Deville regresó corriendo. Las autoridades de las Bermudas habían informado al servicio de aduanas estadounidense diez minutos después de la salida del vuelo hacia San Juan. Faltaban dieciocho minutos para que Trevor tomara tierra.

Trevor estaba siguiendo el camino de su dinero. Había adquirido rápidamente las nociones básicas acerca de los giros telegráficos y ahora estaba perfeccionando aquel arte. En las Bermudas, había enviado la mitad del dinero a un banco de Suiza y la otra mitad a un banco de Gran Caimán. ¿Al este o al Oeste? Esta había sido la gran pregunta. El primer vuelo que salía de las Bermudas iba a Londres, pero la idea de pasar por el aeropuerto de Heathrow le atemorizaba. No era un hombre buscado, al menos por parte del Gobierno. No se había formulado ninguna acusación contra él ni tenía ningún asunto pendiente con la justicia. Sin embargo la aduana británica era muy competente. Iría hacia el oeste y probaría suerte en el Caribe.

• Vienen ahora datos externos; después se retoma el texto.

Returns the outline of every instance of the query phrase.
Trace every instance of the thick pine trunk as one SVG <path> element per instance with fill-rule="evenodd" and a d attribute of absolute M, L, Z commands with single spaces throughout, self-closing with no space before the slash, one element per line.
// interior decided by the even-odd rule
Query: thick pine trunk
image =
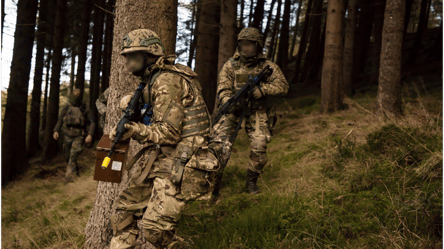
<path fill-rule="evenodd" d="M 97 6 L 96 6 L 97 5 Z M 99 8 L 100 7 L 100 8 Z M 98 112 L 96 108 L 96 100 L 100 95 L 100 71 L 102 68 L 102 49 L 103 49 L 103 22 L 105 18 L 104 11 L 105 0 L 95 1 L 94 5 L 94 27 L 93 27 L 93 48 L 91 56 L 91 80 L 89 82 L 89 105 L 94 115 L 94 119 L 98 120 Z M 96 125 L 94 132 L 97 138 L 99 126 Z"/>
<path fill-rule="evenodd" d="M 100 84 L 100 92 L 103 93 L 109 87 L 109 74 L 111 69 L 111 54 L 113 50 L 113 29 L 114 29 L 114 15 L 113 5 L 115 0 L 108 0 L 106 3 L 106 27 L 105 27 L 105 46 L 103 49 L 103 64 L 102 64 L 102 81 Z M 111 12 L 111 13 L 110 13 Z"/>
<path fill-rule="evenodd" d="M 301 40 L 299 42 L 298 54 L 296 55 L 296 66 L 294 70 L 294 76 L 292 83 L 297 83 L 299 79 L 299 71 L 301 69 L 302 57 L 305 54 L 305 49 L 307 48 L 307 38 L 308 38 L 308 27 L 310 24 L 310 14 L 311 14 L 311 6 L 313 0 L 308 0 L 307 10 L 305 12 L 305 22 L 304 27 L 302 28 Z"/>
<path fill-rule="evenodd" d="M 240 1 L 241 9 L 240 9 L 240 18 L 239 18 L 239 26 L 238 30 L 244 28 L 244 9 L 245 9 L 245 1 Z"/>
<path fill-rule="evenodd" d="M 264 6 L 265 0 L 257 0 L 256 8 L 254 9 L 253 23 L 251 24 L 251 27 L 260 29 L 262 20 L 264 19 Z"/>
<path fill-rule="evenodd" d="M 344 55 L 343 55 L 343 70 L 342 70 L 342 85 L 344 94 L 352 95 L 353 83 L 353 48 L 355 46 L 355 31 L 358 17 L 358 1 L 348 1 L 348 14 L 345 24 L 345 39 L 344 39 Z"/>
<path fill-rule="evenodd" d="M 342 29 L 344 2 L 330 0 L 327 6 L 324 65 L 321 84 L 321 113 L 342 107 Z"/>
<path fill-rule="evenodd" d="M 290 58 L 293 58 L 294 48 L 296 47 L 296 37 L 298 35 L 299 19 L 300 19 L 299 17 L 301 15 L 301 8 L 302 8 L 302 0 L 299 0 L 298 12 L 296 14 L 296 25 L 294 26 L 293 38 L 291 39 Z"/>
<path fill-rule="evenodd" d="M 375 1 L 375 25 L 373 27 L 373 51 L 370 84 L 378 85 L 379 60 L 381 55 L 382 27 L 384 25 L 385 0 Z"/>
<path fill-rule="evenodd" d="M 250 14 L 248 15 L 248 27 L 251 27 L 253 20 L 253 8 L 254 8 L 254 0 L 250 1 Z"/>
<path fill-rule="evenodd" d="M 85 68 L 86 68 L 86 59 L 88 55 L 88 40 L 89 40 L 89 21 L 91 19 L 91 5 L 92 2 L 89 0 L 82 0 L 79 2 L 81 6 L 83 6 L 82 11 L 80 13 L 81 18 L 81 26 L 79 28 L 79 46 L 78 46 L 78 55 L 79 55 L 79 63 L 77 64 L 77 75 L 76 75 L 76 84 L 75 88 L 83 91 L 85 89 Z"/>
<path fill-rule="evenodd" d="M 20 0 L 11 62 L 8 98 L 2 132 L 2 186 L 28 169 L 26 152 L 26 109 L 31 70 L 37 0 Z"/>
<path fill-rule="evenodd" d="M 404 16 L 404 35 L 407 33 L 407 29 L 409 27 L 410 22 L 410 15 L 412 13 L 412 5 L 413 0 L 406 0 L 406 6 L 405 6 L 405 16 Z"/>
<path fill-rule="evenodd" d="M 74 88 L 74 82 L 75 82 L 75 73 L 76 70 L 76 46 L 73 46 L 71 48 L 71 72 L 69 73 L 69 88 L 68 88 L 68 95 L 72 93 L 72 89 Z"/>
<path fill-rule="evenodd" d="M 267 51 L 267 58 L 269 59 L 273 59 L 274 57 L 273 52 L 274 52 L 274 47 L 276 45 L 275 40 L 276 40 L 276 35 L 279 31 L 279 25 L 281 20 L 281 7 L 282 7 L 282 0 L 278 0 L 277 13 L 276 16 L 274 17 L 273 32 L 271 33 L 270 46 Z"/>
<path fill-rule="evenodd" d="M 40 0 L 37 36 L 37 52 L 35 57 L 34 86 L 32 88 L 31 113 L 28 126 L 26 154 L 33 156 L 39 146 L 40 102 L 42 99 L 43 68 L 45 66 L 46 13 L 48 1 Z"/>
<path fill-rule="evenodd" d="M 63 38 L 65 34 L 66 1 L 57 0 L 53 34 L 53 59 L 51 69 L 51 83 L 46 115 L 45 137 L 43 141 L 42 161 L 57 155 L 57 142 L 52 138 L 53 129 L 59 116 L 60 72 L 63 62 Z M 62 139 L 60 137 L 60 139 Z"/>
<path fill-rule="evenodd" d="M 313 65 L 313 70 L 310 70 L 307 80 L 305 83 L 307 84 L 308 81 L 315 81 L 318 79 L 318 75 L 321 72 L 322 63 L 324 62 L 324 51 L 325 51 L 325 30 L 327 28 L 326 23 L 324 23 L 324 28 L 322 31 L 321 41 L 319 42 L 319 52 L 316 53 L 315 63 Z"/>
<path fill-rule="evenodd" d="M 267 36 L 268 36 L 268 33 L 270 32 L 270 24 L 271 24 L 271 19 L 273 17 L 273 8 L 274 8 L 275 3 L 276 3 L 276 0 L 271 1 L 270 11 L 268 12 L 267 25 L 265 26 L 265 31 L 263 34 L 264 44 L 267 41 Z"/>
<path fill-rule="evenodd" d="M 400 115 L 401 60 L 405 0 L 387 0 L 382 31 L 378 104 L 387 115 Z"/>
<path fill-rule="evenodd" d="M 285 0 L 284 16 L 282 17 L 281 35 L 279 36 L 279 50 L 276 64 L 281 68 L 284 75 L 287 75 L 288 68 L 288 41 L 290 39 L 290 11 L 291 0 Z"/>
<path fill-rule="evenodd" d="M 190 24 L 190 49 L 188 50 L 188 62 L 187 65 L 189 67 L 192 66 L 193 64 L 193 59 L 194 59 L 194 52 L 196 51 L 196 44 L 195 41 L 196 40 L 196 24 L 197 24 L 197 18 L 196 18 L 196 12 L 197 12 L 197 0 L 193 0 L 191 3 L 191 6 L 193 8 L 192 12 L 191 12 L 191 24 Z M 237 26 L 236 26 L 237 28 Z"/>
<path fill-rule="evenodd" d="M 237 0 L 221 0 L 220 37 L 217 71 L 233 56 L 236 50 Z"/>
<path fill-rule="evenodd" d="M 130 18 L 137 17 L 137 18 Z M 168 17 L 168 18 L 165 18 Z M 177 32 L 177 0 L 152 0 L 149 2 L 137 0 L 117 0 L 114 25 L 113 50 L 111 60 L 110 96 L 106 114 L 105 134 L 119 121 L 122 110 L 119 101 L 127 92 L 134 92 L 138 80 L 125 68 L 124 57 L 120 55 L 122 39 L 135 29 L 151 29 L 159 35 L 166 53 L 174 54 Z M 140 148 L 137 142 L 131 143 L 129 157 Z M 133 167 L 136 169 L 137 165 Z M 130 172 L 131 174 L 131 172 Z M 113 213 L 114 198 L 126 185 L 127 172 L 124 173 L 120 184 L 98 182 L 96 200 L 85 228 L 85 245 L 88 249 L 102 249 L 109 246 L 112 237 L 110 217 Z M 146 248 L 144 243 L 142 248 Z"/>
<path fill-rule="evenodd" d="M 199 75 L 205 103 L 211 111 L 214 109 L 217 88 L 220 2 L 201 0 L 200 3 L 195 71 Z"/>
<path fill-rule="evenodd" d="M 353 82 L 358 82 L 367 65 L 370 36 L 373 28 L 374 8 L 372 0 L 362 0 L 359 6 L 358 26 L 356 28 L 353 52 Z"/>
<path fill-rule="evenodd" d="M 415 64 L 415 62 L 417 61 L 415 58 L 417 58 L 419 55 L 419 50 L 421 49 L 421 40 L 427 31 L 427 23 L 429 21 L 427 18 L 427 12 L 428 12 L 428 9 L 430 8 L 428 3 L 429 3 L 429 0 L 421 0 L 421 10 L 420 10 L 420 14 L 419 14 L 418 29 L 416 31 L 415 43 L 414 43 L 413 49 L 412 49 L 413 54 L 412 54 L 411 62 L 413 64 Z"/>
<path fill-rule="evenodd" d="M 322 26 L 322 3 L 323 0 L 313 0 L 313 22 L 311 25 L 311 34 L 309 39 L 309 47 L 305 56 L 304 67 L 298 81 L 305 82 L 307 73 L 314 64 L 314 58 L 319 52 L 319 39 L 321 37 Z"/>
<path fill-rule="evenodd" d="M 199 38 L 198 36 L 198 31 L 199 31 L 199 13 L 200 13 L 200 1 L 199 0 L 194 0 L 194 11 L 195 11 L 195 18 L 196 18 L 196 22 L 194 24 L 194 29 L 193 29 L 193 41 L 190 43 L 190 55 L 188 58 L 188 66 L 191 67 L 193 64 L 193 60 L 195 59 L 195 54 L 196 54 L 196 46 L 197 46 L 197 40 Z"/>
<path fill-rule="evenodd" d="M 51 69 L 51 52 L 52 48 L 48 51 L 46 55 L 46 76 L 45 76 L 45 95 L 43 96 L 43 115 L 42 115 L 42 126 L 41 131 L 45 131 L 46 129 L 46 114 L 48 110 L 48 87 L 49 87 L 49 70 Z"/>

Aterrizó en San Juan, entró directamente en un bar, pidió una cerveza de barril y estudió los vuelos. No tenía prisa, no estaba sometido a presión y llevaba un montón de dinero en el bolsillo. Podía ir adonde quisiera, hacer lo que le diera la gana y tomarse todo el tiempo que se le antojara. Saboreó otra cerveza de barril y decidió pasarse unos cuantos días en Gran Caimán, donde estaba su dinero. Se dirigió al mostrador de Air Jamaica, compró un billete y regresó al bar, pues ya eran casi las cinco y aún faltaba media hora para el embarque.

Voló en primera, naturalmente. Subió a bordo prontito para poder tomarse otra copa y, mientras contemplaba a los pasajeros que pasaban por su lado, vio un rostro que le resultó conocido.

¿Dónde estaba ahora? Lo había visto hacia justo un momento en el aeropuerto. Un rostro delgado, enjuto, con una perilla entrecana y unos ojillos que parecían unas rendijas detrás de unas gafas de montura cuadrada. Los ojos lo miraron justo el tiempo suficiente para cruzarse con los suyos y después se apartaron como si nada.

Lo había visto cerca del mostrador de la compañía mientras se retiraba tras haber comprado el billete. El rostro lo estaba observando. El hombre se encontraba a dos pasos, estudiando los anuncios de salidas.

Cuando uno huye de algo, todas las miradas furtivas, las segundas miradas y los ojos sin rumbo le resultan más sospechosos. Si ves un rostro una vez, ni te enteras. Pero, si lo vuelves a ver media hora más tarde, crees que alguien está vigilando todos tus movimientos.

Deja de beber, se ordenó a sí mismo Trevor. Pidió un café después del despegue y se lo tomó rápidamente. Fue el primer pasajero que abandonó el avión en Kingston y el primero en cruzar la terminal y el control de inmigración. Ni rastro del hombre que lo seguía. Tomó sus dos pequeñas maletas y corrió a la parada de taxis.